Something awoke the raging inferno inside my body, also known as my bladder. For a while now, my bladder has been more of a constant, burning and nagging pain, reminding me of who is still in charge, but not screaming the loudest on the pain scale.
She has been more of a persistent reminder that I need to watch what I eat, drink and do. A constant indication of how I am supposed to live my life…centered around her of course! But I have much relief from the nonstop bladder pain that I had at the onset of my diagnosis of Interstitial Cystitis (IC). Praise The Lord!!!
Whatever it was that made her mad, soon became the obsession of my thoughts. What had I done to make her angry? Was it something I ate…maybe that lemon I had in my water?? Maybe lemon irritates my bladder, while it does not bother most, because it is alkaline. Maybe it was those two or three extra yoga stretches that I tried all in one day. Maybe, Maybe, Maybe. Maybe she just wanted to remind me who is the boss! Maybe I’m just losing my mind!!
When she is upset, she also brings along her friend “lower back pain.” This is a different kind of back pain other than my usual chronic back pain. This is a more severe pain. I thought I was in a “small” IC flare…if there is such a thing?! However, despite the pain, I felt pretty good. I didn’t have the body aches and fever this time, so I’m just trying to take it easy as much as possible.
Sitting has always made my bladder pain hurt more, but most of what I do at work, volunteering at the church, teaching Bible study, etc. requires me to sit.
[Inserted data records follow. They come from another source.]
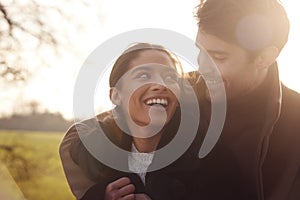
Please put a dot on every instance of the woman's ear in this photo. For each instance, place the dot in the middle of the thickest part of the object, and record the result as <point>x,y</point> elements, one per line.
<point>115,96</point>
<point>267,57</point>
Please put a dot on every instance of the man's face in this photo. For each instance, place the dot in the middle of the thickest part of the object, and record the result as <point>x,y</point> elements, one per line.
<point>239,74</point>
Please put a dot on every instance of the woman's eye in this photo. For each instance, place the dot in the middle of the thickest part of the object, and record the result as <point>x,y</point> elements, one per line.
<point>142,76</point>
<point>219,57</point>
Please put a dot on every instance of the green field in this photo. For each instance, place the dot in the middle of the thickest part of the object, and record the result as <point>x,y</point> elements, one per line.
<point>30,167</point>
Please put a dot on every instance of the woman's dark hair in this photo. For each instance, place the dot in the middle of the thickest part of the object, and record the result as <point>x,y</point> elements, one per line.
<point>122,64</point>
<point>221,18</point>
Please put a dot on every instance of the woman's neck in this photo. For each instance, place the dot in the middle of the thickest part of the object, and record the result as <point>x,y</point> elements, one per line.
<point>147,145</point>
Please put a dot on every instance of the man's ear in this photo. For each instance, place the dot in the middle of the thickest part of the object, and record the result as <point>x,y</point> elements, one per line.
<point>266,57</point>
<point>115,96</point>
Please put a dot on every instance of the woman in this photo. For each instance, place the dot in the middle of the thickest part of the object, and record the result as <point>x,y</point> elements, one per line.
<point>145,88</point>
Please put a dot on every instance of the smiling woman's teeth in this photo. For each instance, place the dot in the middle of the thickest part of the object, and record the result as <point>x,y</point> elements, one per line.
<point>163,102</point>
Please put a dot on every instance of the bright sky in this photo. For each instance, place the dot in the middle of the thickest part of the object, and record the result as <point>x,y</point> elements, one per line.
<point>53,86</point>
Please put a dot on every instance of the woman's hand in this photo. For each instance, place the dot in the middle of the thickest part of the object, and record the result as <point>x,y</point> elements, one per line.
<point>121,189</point>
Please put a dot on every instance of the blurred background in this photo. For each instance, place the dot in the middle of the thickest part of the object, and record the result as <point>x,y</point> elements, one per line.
<point>43,44</point>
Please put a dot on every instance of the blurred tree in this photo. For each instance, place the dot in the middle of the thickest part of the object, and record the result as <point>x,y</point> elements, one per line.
<point>27,26</point>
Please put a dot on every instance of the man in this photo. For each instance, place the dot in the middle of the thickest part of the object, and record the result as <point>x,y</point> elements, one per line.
<point>262,129</point>
<point>258,154</point>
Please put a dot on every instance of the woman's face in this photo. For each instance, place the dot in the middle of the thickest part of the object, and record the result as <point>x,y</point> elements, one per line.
<point>148,91</point>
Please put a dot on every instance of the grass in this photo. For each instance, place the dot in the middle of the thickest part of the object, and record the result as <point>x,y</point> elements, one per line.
<point>33,165</point>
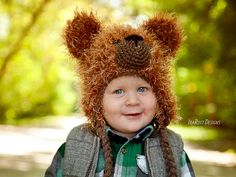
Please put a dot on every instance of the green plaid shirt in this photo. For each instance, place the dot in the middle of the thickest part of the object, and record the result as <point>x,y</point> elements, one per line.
<point>128,155</point>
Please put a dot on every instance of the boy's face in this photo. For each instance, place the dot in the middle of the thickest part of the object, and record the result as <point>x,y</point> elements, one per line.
<point>129,105</point>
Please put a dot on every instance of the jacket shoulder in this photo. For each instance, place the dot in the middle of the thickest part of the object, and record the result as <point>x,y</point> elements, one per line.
<point>81,133</point>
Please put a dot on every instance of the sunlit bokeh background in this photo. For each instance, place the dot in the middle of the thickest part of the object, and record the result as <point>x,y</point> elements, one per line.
<point>39,90</point>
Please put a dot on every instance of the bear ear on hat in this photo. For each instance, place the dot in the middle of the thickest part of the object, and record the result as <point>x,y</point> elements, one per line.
<point>166,31</point>
<point>79,32</point>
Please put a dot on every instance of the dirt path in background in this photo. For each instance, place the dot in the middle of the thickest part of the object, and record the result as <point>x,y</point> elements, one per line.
<point>27,151</point>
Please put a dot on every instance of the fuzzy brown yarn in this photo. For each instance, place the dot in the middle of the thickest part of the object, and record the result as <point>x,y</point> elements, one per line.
<point>171,168</point>
<point>132,53</point>
<point>145,51</point>
<point>106,146</point>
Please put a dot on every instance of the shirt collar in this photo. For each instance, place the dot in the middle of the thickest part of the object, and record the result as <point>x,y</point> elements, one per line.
<point>139,137</point>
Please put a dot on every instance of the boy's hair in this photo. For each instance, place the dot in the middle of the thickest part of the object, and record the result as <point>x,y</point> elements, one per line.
<point>105,53</point>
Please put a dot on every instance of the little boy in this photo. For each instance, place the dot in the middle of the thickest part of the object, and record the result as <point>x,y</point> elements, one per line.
<point>128,100</point>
So I try to stand and walk as much as possible, but it is not always easy. Trying to figure out what caused her to flare up can be as frustrating and draining as the pain itself. So I attempt to keep my mind focused on other things for the most part. I may never completely understand my bladder, and that is okay!
Dwelling on a problem is not going to make it better. In most cases it just causes stress and stress causes my body more trouble. Instead I am going to trust that The Lord is not punishing me. He is preparing me to trust His plan, not my pain.